Dois titãs de Hollywood, o atual presidente da Disney e o antigo responsável por esse estúdio, estão travando há uma semana uma batalha legal de vários milhões de dólares, o que traz a público as práticas pouco ortodoxas do setor.
O atual confronto é o segundo episódio da guerra entre Jeffrey Katzenberg, fundador, junto com Steven Spielberg e David Geffen, dos estúdios DreamWorks, contra Michael Eisner e a Disney. Jeffrey Katzenberg, que dirigiu os estúdios Disney durante dez anos, afirma que seu ex-patrão deve a ele pelo menos 250 milhões de dólares.
Em uma primeira fase, a Disney reconheceu, em um acordo amistoso, dever dinheiro a Jeffrey Katzenberg e as duas partes aceitaram que um mediador fixasse a importância. A segunda fase começou em 26 de abril passado, em Los Angeles, ante a justiça.
Como o roteiro de um filme, os dois inimigos de hoje eram quase irmãos ontem. Michael Eisner e Jeffrey Katzenberg trabalharam lado a lado na Paramount, no início dos anos 80, antes de se unirem a Disney, em 1984.
Hoje, o advogado de Jeffrey Katzenberg, Bertram Fields, afirma que esta divergência se deve à ‘‘animosidade pessoal de um homem’’, Michael Eisner. O defensor do presidente da Disney, Lou Meisinger, replicou que Jeffrey Katzenberg acrescentou ‘‘um novo critério de arrogância em uma indústria bem provida neste campo’’.
No centro de conflito está a afirmação de Katzenberg de que, segundo seu contrato, a Disney deve de forma vitalícia 2% dos benefícios gerados pelos quase 700 filmes e produções televisivas que ele ajudou a criar, entre elas os megasucessos ‘‘O Rei Leão’’, ‘‘A Bela e a Fera’’ e ‘‘Bom dia, Vietn㒒.

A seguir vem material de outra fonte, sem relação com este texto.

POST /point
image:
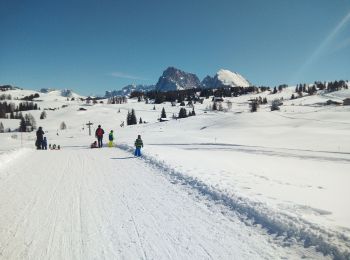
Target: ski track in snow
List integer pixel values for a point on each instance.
(105, 204)
(285, 226)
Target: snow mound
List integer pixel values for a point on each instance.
(230, 78)
(9, 156)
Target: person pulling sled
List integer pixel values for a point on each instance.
(110, 138)
(99, 135)
(138, 146)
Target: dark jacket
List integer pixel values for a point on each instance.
(40, 134)
(138, 143)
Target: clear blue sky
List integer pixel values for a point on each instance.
(95, 45)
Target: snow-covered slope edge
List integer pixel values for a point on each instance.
(12, 155)
(290, 229)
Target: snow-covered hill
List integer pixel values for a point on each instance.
(283, 173)
(175, 79)
(224, 78)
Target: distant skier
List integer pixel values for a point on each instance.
(110, 138)
(39, 138)
(99, 135)
(138, 145)
(44, 145)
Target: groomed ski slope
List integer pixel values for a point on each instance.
(81, 203)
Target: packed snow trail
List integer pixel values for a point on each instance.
(81, 203)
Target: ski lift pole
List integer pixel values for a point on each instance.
(89, 125)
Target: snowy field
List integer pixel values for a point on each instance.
(221, 185)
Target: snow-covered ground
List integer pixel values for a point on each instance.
(281, 177)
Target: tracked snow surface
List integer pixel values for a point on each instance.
(220, 185)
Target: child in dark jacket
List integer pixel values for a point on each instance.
(138, 145)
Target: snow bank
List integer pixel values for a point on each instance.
(9, 156)
(289, 228)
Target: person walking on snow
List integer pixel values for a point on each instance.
(110, 138)
(44, 147)
(99, 135)
(39, 138)
(138, 145)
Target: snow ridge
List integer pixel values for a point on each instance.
(289, 228)
(232, 78)
(11, 155)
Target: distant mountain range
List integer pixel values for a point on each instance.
(176, 79)
(128, 89)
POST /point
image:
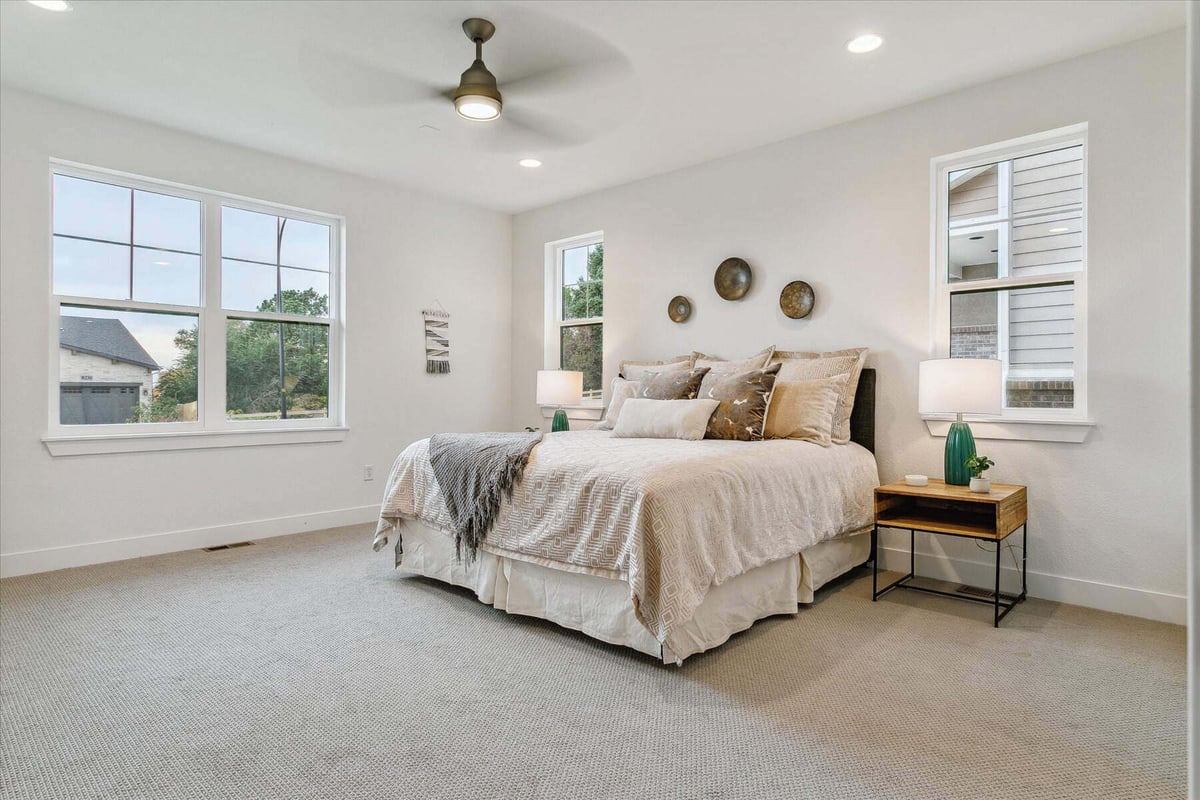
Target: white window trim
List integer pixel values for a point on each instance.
(211, 429)
(553, 311)
(1038, 425)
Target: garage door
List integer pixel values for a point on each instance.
(97, 403)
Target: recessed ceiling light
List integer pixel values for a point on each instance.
(864, 43)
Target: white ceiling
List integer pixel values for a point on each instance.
(657, 85)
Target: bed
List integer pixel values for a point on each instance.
(667, 547)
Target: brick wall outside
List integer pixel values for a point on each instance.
(979, 342)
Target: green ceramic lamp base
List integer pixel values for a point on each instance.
(959, 446)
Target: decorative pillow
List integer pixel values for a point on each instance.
(671, 385)
(744, 398)
(647, 419)
(622, 390)
(635, 370)
(804, 409)
(719, 367)
(807, 366)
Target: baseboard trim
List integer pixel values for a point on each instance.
(117, 549)
(1105, 596)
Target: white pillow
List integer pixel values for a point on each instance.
(648, 419)
(622, 390)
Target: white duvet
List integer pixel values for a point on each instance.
(672, 518)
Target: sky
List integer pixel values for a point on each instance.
(112, 242)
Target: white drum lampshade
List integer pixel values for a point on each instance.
(959, 386)
(559, 388)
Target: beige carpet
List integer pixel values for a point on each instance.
(305, 667)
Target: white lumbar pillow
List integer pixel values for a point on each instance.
(649, 419)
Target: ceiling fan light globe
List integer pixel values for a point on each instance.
(478, 108)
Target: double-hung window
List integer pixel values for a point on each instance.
(1011, 266)
(187, 311)
(575, 310)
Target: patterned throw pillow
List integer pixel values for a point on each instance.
(622, 390)
(635, 370)
(671, 385)
(809, 366)
(743, 400)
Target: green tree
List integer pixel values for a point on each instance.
(582, 346)
(252, 364)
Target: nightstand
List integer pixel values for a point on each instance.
(948, 510)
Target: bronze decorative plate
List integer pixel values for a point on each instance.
(797, 299)
(732, 278)
(679, 308)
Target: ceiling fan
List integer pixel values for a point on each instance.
(561, 95)
(478, 97)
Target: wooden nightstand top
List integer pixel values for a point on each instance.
(937, 488)
(953, 510)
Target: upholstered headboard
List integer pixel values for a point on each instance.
(862, 419)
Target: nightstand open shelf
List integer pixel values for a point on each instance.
(952, 511)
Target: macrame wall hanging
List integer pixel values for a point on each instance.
(437, 340)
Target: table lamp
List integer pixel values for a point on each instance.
(959, 386)
(559, 388)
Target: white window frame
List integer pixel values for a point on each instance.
(211, 428)
(555, 323)
(1055, 425)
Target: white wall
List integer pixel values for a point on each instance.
(847, 210)
(402, 250)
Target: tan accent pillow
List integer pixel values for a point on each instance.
(804, 409)
(671, 385)
(635, 370)
(808, 366)
(721, 367)
(646, 419)
(744, 398)
(622, 390)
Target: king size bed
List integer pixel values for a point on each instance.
(667, 547)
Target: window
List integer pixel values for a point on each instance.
(1009, 268)
(189, 311)
(575, 336)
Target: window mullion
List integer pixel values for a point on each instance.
(211, 384)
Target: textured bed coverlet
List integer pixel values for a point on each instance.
(671, 517)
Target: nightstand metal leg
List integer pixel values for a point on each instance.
(875, 563)
(912, 553)
(995, 621)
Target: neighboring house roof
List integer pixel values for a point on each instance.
(106, 337)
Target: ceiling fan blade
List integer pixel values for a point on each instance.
(541, 128)
(571, 78)
(347, 82)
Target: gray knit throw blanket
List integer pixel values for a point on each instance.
(475, 471)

Bertram Fields chegou a mencionar um plano secreto batizado de ‘‘Projeto Bola de Neve’’, conhecido por Michael Eisner, que pretende evitar que seu cliente possa cobrar o que a empresa lhe deve.
A Disney alega que seu ex-presidente não era tão eficiente quanto pensa. Segundo Lou Meisinger, os filmes patrocinados por Jeffrey Katzenberg atingiram um déficit de 231 milhões de dólares quando este deixou a Disney, em 1994.
A Disney também assegura que Katzenberg perdeu o direito de suas ‘‘cotas extras’’ ao deixar a companhia dois anos antes do término de seu contrato. Segundo Eisner, Katzenberg sabia que ‘‘não obteria todas as guloseimas’’ indo embora prematuramente.
Entre as citadas ‘‘guloseimas’’ contratuais de Jeffrey Katzenberg, figuravam uma casa de cinco milhões de dólares, equipamentos de vídeo avaliados em 100 mil dólares, aviões particulares e os serviços de um mordomo. O próprio reconheceu ter recebido 100 milhões além de seu salário durante esses dez anos na Disney, apesar de acrescentar que, durante o mesmo período, Michael Eisner embolsou cerca de um bilhão de dólares.
Ninguém em Hollywood gosta de ver assuntos desse tipo discutidos em público. Mas a Disney poderá se ver diante de aborrecimentos ainda maiores, já que um memorando apresentado ante o juiz talvez dê motivos para outras reclamações por parte dos atores, diretores e roteiristas, que recebem porcentagens das arrecadações dos filmes.
Esse documento detalha como a Disney minimiza seus lucros e supervaloriza os gastos. Tudo obra de Bill Clark, durante anos responsável pela contabilidade da participação dos lucros da Disney. Ele agora está atrás de um emprego na DreamWorks e já enviou seu informe aos advogados de Jeffrey Katzenberg.